Physicochemical properties of PEO-PPO-PEO triblock copolymer (mol.wt.2000) micelles in sodium dodecylsulfate (SDS) micellar environment

Abstract

The hydration of the polymer micelles has been directly determined from the measurements of conductance of micellar solutions of the triblock copolymer (PEO-PPO-PEO) in 25 mM SDS (fixed) and in 5 mM NaCI (fixed), using the principle of the obstruction of electrolyte migration by the polymer. The asymmetry of the micellar entities of the polymer and the polymer-Slxs mixed micellar systems and their average axial ratios are calculated using the intrinsic viscosity and hydration data obeying Simha-Einstein equation. The hydration of the polymer has also been determined by Einstein and Vand equations, and good agreement with the conductivity results obtained. Hydration number and micellar sizes are found to be variable with temperature. The aggregation number, N̅ of the polymer in an aqueous solution of SDS (25 mM, fixed) was determined by fluorescence spectroscopic technique considering the SDS solution as the solvent only in one case, and in the other case, the micellar concentration of SDS had been taken into account to consider the SDS-polymer mixed system.
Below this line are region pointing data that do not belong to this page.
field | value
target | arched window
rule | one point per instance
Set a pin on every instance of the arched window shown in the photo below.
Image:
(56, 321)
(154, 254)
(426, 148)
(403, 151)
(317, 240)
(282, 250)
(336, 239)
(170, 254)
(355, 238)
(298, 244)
Both N̅ and the Stern-Volmer constant (K_sν) are variable with temperature. The shape of the polymer micelles has been observed to be ellipsoidal rather than spherical. From the absolute values of the axes, the micellar volume, hydrodynamic radius, radius of gyration, diffusional coefficients as well as translational (τ_D) , rotational (τ_r) and effective (τ_a) correlation times have been calculated. The partial molal volume of the polymer micelles has also been determined and its comparison with the molar volume of the pure polymer suggested a volume contraction due to the immobilization of the water phase by the hydrophilic head groups of the polymer. The thermodynamic activation parameters for the viscous flow favour a more ordered water structure around the polymer micelles at higher temperatures.